The energy reform debate is in its early stages, with many unaware of the president’s recently announced proposals.

  • Just 51% have seen, read or heard anything about the president’s proposed energy reforms during the past few weeks.
  • Among those who have seen, read or heard anything, 41% say it has made them more favorable toward the president’s energy reforms, 36% less favorable, and 22% say it has made no difference.

 

A majority of Mexicans instinctively support the president’s energy reforms.

  • Based on what they know, 53% of Mexicans currently favor the president’s proposed energy reforms, 38% oppose them and 12% have no opinion.
  • Given the lack of knowledge about the reforms, this strong starting point is likely a reflection of the political strength of the president and his party and driven by a general recognition that changes are needed to turn the country around.

 

However, some of the specific details of the plan are instinctively opposed by a majority, and this opposition is likely a reaction to fears of privatization.

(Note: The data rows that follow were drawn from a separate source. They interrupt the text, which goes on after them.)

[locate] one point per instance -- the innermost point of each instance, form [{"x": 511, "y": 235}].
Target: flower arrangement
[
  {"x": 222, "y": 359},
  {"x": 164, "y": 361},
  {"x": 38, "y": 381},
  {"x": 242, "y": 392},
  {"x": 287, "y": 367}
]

  • After hearing five specific proposals from the president’s energy reform plan, Mexicans express majority support for just two – allowing national oil company Pemex to retain more of its income for investment (63%) and giving Pemex more operational independence from the government, while maintaining it as a state company (56%).
  • Three other proposals – all involving allowing private companies to partner or compete with Pemex and state electricity company CFE – face instinctive opposition. One of the central elements of energy reform – permitting the government to enter into profit-sharing contracts with private companies to explore for and produce oil and gas – is favored by only 33% of Mexicans.
  • These lower marks are likely driven by fears of privatization of Pemex, which garners a 63% positive rating among Mexicans.  Of note, this affinity for Pemex is somewhat conflicted – asked to describe the state company in a single word, “corruption” and “high prices” lead top-of-mind associations.

 

As the debate begins in earnest, several pro-reform arguments resonate with the public and dramatically lift support of the president’s overall plan.

  • After hearing nine arguments in support of energy reform, voter approval for the president’s energy plan jumps by 14 points to 67%.
  • The most compelling arguments revolve around the economic benefits of reform – more jobs and lower consumer energy prices. 
  • Another persuasive set of messages focuses on Pemex and competition – stressing that it will not be privatized…but that the nation, not the government, owns the oil and natural gas, and that private participation is needed to break the union-backed Pemex monopoly and grow oil revenues for the benefit of the Mexican people.
  • This one-two punch of (i) economic benefits and (ii) carefully reframing the conversation around Pemex is possible winning combination as the public debate unfolds during the next sixty days. 


Topline results in English  (link)

Topline results in Spanish (link)


Disclosures

The survey was wholly funded by Vianovo and was not performed on behalf of the Mexican government nor any client interest.